While this question was put in the context of stock photos, the implications for photographers and artists clearly go beyond that. For example, if an infringer copies and posts a copy of a photo on their site, it doesn’t hurt the ranking of the original photographer and their site.

This is in stark contrast to text works, were Google very heavily seeks out original content and, unfortunately, sometimes mistakes infringers and plagiarists for original sites, demoting the actual authors of the work.

However, this doesn’t mean that the issue is settled either. Cutts mentioned in the video that it was “A great suggestion for the future”, hinting that this might be something Google could weigh in the future.

Right now though, it seems that visual artists are safe from the hazards that writers face to their search engine ranking when they are infringed.

However, that doesn’t necessarily mean that the conversation ends there.

The Flip Side of the Coin

So while the good news is that legitimate sites won’t be penalized when their images are infringed, the flip side is that infringing sites won’t either. All of the sites that lift photos have the exact same chance for ranking well, including in Google Image Search, that your site does.

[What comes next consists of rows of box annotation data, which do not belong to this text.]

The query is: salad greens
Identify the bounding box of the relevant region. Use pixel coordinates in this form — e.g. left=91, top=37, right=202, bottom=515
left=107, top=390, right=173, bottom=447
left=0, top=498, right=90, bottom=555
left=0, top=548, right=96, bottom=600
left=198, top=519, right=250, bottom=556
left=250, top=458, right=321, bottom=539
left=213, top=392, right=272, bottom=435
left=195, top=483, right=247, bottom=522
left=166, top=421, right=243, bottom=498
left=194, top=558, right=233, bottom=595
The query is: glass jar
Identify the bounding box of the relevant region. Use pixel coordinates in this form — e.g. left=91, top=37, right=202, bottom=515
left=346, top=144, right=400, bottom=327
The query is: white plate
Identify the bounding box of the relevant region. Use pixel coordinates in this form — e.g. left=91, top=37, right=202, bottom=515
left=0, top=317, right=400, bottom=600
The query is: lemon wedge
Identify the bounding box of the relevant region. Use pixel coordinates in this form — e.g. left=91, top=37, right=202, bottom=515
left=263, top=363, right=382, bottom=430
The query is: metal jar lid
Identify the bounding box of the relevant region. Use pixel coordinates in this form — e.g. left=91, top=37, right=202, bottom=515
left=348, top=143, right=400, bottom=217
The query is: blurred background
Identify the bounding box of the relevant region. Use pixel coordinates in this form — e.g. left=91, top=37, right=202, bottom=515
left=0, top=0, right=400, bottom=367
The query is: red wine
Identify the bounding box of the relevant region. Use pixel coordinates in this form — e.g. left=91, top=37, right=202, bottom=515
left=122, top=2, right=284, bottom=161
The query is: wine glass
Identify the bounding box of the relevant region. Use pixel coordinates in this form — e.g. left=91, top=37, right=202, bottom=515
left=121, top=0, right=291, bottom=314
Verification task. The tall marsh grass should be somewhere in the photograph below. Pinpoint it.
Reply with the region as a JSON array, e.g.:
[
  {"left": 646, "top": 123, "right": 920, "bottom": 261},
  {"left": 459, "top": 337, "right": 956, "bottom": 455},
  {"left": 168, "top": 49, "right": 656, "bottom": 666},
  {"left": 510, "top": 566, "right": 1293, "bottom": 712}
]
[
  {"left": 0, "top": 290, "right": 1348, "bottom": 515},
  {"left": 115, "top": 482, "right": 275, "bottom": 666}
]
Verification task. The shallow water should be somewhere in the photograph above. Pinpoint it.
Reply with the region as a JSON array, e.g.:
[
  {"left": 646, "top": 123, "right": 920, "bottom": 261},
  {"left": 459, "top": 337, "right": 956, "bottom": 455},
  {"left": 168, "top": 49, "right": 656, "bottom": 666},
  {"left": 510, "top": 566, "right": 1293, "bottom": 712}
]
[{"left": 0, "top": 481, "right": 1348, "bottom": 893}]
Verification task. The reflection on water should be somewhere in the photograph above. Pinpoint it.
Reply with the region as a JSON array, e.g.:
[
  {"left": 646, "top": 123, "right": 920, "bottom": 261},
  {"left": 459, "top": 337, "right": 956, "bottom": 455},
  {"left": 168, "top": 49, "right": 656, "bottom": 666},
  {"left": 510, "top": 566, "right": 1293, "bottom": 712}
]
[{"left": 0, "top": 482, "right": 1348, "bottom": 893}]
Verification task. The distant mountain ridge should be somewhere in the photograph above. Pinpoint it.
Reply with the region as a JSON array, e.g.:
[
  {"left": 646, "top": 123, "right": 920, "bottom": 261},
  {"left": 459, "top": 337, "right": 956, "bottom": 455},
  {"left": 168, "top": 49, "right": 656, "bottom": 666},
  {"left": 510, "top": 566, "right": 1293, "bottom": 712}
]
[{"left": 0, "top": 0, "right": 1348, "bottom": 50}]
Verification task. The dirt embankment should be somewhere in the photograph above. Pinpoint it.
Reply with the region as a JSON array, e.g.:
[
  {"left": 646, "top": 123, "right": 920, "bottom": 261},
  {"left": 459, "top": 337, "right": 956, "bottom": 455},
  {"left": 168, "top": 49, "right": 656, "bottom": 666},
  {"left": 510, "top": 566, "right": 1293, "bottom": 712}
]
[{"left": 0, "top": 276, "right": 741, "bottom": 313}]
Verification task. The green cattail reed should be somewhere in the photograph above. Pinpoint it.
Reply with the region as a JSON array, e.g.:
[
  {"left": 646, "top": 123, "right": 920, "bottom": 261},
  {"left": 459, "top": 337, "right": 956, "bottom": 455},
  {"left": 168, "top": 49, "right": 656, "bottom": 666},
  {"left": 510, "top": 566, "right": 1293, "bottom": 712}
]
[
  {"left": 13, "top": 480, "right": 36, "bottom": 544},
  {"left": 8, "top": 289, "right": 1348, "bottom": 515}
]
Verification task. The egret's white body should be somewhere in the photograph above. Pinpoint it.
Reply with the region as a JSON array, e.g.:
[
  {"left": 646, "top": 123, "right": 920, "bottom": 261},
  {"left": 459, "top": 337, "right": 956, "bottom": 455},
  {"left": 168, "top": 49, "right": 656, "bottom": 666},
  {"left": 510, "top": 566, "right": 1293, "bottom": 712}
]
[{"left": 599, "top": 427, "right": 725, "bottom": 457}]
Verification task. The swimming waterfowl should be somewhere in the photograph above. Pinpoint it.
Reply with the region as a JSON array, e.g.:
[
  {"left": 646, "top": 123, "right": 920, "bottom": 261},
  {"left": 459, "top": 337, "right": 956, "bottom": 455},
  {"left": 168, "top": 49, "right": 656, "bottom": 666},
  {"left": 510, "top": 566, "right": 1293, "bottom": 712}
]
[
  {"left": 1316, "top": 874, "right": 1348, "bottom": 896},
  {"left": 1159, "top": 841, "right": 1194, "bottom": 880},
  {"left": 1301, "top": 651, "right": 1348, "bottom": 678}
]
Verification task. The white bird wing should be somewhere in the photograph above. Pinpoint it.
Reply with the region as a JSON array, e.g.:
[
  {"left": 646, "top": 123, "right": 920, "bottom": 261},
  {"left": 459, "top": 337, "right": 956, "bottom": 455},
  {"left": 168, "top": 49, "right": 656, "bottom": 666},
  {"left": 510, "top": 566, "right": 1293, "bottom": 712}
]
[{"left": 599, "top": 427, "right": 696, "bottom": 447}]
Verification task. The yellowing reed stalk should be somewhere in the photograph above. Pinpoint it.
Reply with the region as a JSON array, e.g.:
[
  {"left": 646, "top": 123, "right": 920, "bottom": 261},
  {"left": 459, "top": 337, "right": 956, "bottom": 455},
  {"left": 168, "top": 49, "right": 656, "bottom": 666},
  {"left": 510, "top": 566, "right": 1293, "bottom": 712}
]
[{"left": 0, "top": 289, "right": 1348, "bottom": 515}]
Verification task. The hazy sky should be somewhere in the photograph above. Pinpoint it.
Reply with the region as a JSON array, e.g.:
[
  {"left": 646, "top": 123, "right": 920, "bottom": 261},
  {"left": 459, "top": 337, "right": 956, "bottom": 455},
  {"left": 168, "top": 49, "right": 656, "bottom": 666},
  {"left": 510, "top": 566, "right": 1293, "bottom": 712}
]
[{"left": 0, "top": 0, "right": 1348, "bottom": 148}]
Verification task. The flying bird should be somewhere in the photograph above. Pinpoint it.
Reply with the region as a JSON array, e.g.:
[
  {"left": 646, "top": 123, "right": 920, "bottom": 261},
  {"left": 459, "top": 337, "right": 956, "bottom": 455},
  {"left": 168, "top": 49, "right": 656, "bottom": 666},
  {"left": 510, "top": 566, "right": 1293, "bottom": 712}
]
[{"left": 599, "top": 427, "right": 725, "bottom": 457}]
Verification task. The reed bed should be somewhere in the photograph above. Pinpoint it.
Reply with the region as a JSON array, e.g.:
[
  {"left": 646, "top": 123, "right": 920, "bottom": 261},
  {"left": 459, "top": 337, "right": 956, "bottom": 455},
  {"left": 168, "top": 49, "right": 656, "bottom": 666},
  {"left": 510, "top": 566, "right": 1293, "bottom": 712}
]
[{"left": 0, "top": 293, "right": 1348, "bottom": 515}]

Though, for writers, Google sometimes gets it wrong and unfairly penalizes original sites, it gets it right most of the time and keeps the plagiarists out of the search results.

According to Cutts, there is no such protection visual artists.

In short, while having your work infringed won’t hurt you, if Cutt’s statement is accurate, the similarity doesn’t impact the other sites either.

The other problem is that, for visual artists, SEO has not been as significant of a concern. The reason is that most artists have focused on licensing and sale of their work as a business model, rather than pure audience.

So while infringing sites may not have a drastic impact on their SEO of an artist’s site, it can have an impact on their ability to license their work and, with the lack of a duplicate content penalty, it may be easier for them to rank competitively.

The one caveat to all of this is that Cutts never expressly said whether or not the rules apply to Google Image Search. However, this seems likely both because Google Image Search usually follows the same rules and also because duplicative images routinely come up in image searches, especially for targeted queries.

Still, it’s worth nothing that it is unclear if that is the case.

Bottom Line

Visual artists are already very wary of Google for various reasons and this news probably won’t help that relationship, though it likely wont’ hurt it much either.

The truth is that Google, for the time being, not weighing the originality of images in its rankings is both a blessing and a curse. While it means that infringers won’t be punished by Google for reposting the works of others, it also means that the original artists don’t run the risk of being unfairly penalized just for being infringed.

However, with images playing a more and more important role on the Web, it may only be a atter of time before Google makes good on Cutt’s idea and start looking into it.

In the end, Google has proven that it can detect duplicate images and, as it does with text, start factoring it into its results. It chooses not to at this time for whatever reason.

That decision, which can change at any time, has a serious impact on both infringers and creators alike.